Même le Banque d’Angleterre exprimé son inquiétude quant au niveau de concentration du marché : le cinq premières entreprises de l’indice S&P500 représentent aujourd’hui environ 30% de la valeur totalela part la plus élevée des 50 dernières années. Selon les données traitées par l’analyste Howard Silverblattil y a sept entreprises – Alphabet (la société holding qui contrôle Google), Amazone, Pomme, Moitié, Microsoft, Nvidia Et Tesla – ils génèrent à eux seuls plus de la moitié des gains de l’ensemble de l’indice. En d’autres termes, une grande partie de la croissance économique américaine dépend d’un très petit nombre d’acteurs, dont presque tous sont impliqués dans le développement ou l’utilisation de l’intelligence artificielle, et si quelque chose devait mal tourner sur le marché de l’IA, les dommages causés à l’économie mondiale pourraient être tout sauf négligeables.

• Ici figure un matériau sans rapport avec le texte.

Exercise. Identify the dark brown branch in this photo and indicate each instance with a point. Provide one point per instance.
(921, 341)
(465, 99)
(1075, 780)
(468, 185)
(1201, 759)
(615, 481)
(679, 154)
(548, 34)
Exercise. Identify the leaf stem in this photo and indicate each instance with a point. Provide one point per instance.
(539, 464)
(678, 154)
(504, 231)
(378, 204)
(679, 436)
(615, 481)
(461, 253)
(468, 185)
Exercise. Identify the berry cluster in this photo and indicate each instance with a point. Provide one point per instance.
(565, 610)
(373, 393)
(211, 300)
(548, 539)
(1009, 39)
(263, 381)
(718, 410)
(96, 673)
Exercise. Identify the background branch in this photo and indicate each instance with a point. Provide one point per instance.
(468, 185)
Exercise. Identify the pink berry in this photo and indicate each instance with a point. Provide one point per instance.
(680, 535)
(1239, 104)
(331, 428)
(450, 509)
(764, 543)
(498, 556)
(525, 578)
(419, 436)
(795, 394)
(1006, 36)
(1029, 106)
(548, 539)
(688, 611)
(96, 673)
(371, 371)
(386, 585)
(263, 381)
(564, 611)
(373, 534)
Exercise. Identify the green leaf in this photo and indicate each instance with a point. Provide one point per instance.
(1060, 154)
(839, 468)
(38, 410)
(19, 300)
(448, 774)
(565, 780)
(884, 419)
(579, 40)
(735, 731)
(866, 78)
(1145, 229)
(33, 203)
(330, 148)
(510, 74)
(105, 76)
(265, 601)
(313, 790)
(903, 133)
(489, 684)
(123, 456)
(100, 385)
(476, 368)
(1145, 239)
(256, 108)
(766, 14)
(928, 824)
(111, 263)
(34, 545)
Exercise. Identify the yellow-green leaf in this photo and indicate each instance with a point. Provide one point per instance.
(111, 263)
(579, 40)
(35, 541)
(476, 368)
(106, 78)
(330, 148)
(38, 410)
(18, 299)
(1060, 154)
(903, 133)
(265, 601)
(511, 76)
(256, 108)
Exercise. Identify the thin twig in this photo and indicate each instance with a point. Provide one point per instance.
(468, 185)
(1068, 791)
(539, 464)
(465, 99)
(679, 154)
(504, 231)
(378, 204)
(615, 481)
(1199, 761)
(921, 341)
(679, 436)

Le PDG de J.P. Morgan, Jamie Dimona prévenu que cette concentration pourrait entraîner un «correction significative» du marché boursier au cours des deux prochaines années. Dimon ne doute pas de la réalité et de la valeur à long terme de l’IA, mais estime que «la plupart des personnes impliquées ne réussiront pas», comme cela s’est produit sur le marché Internet au début des années 2000.

La bulle de l’IA pourrait-elle éclater ? La position de Goldman Sachs

D’autre part, Goldman Sachsune autre banque d’investissement bien connue dans le secteur, adopte une position plus équilibrée. Tout en reconnaissant des signes de surévaluation, il ne pense pas qu’une bulle éclate au coin de la rue.

À cet égard, en effet, Peter Oppenheimermembre du conseil d’administration de Goldman Sachs, a déclaré :

Certains éléments du comportement des investisseurs et des prix du marché actuels rappellent les bulles précédentes.

Malgré cet optimisme voilé, Oppenheimer a également ajouté :

Même s’il semble que nous ne soyons pas encore dans une bulle, les niveaux élevés de concentration du marché et la concurrence accrue dans le domaine de l’IA suggèrent que les investisseurs devraient continuer à se concentrer sur la diversification.

IA : entre innovation et spéculation

Ce qui ressort, au-delà des estimations et des prévisions futures, c’est que le secteur de l’intelligence artificielle est aujourd’hui carrefour entre innovation et spéculation. Les chiffres records, les valorisations boursières et les entrées de capitaux sans précédent témoignent d’une confiance extraordinaire dans le potentiel du secteur, mais aussi d’une vulnérabilité intrinsèque : si les attentes en matière de bénéfices ne sont pas satisfaites, la correction pourrait être brutale. La clé pourrait donc être d’apprendre à faire la distinction entre l’IA en tant que technologie transformatrice (qui va continuer à évoluer et trouver des applications concrètes) et l’IA en tant que phénomène financieroù l’enthousiasme risque de gonfler les chiffres et les attentes bien au-delà de la réalité économique.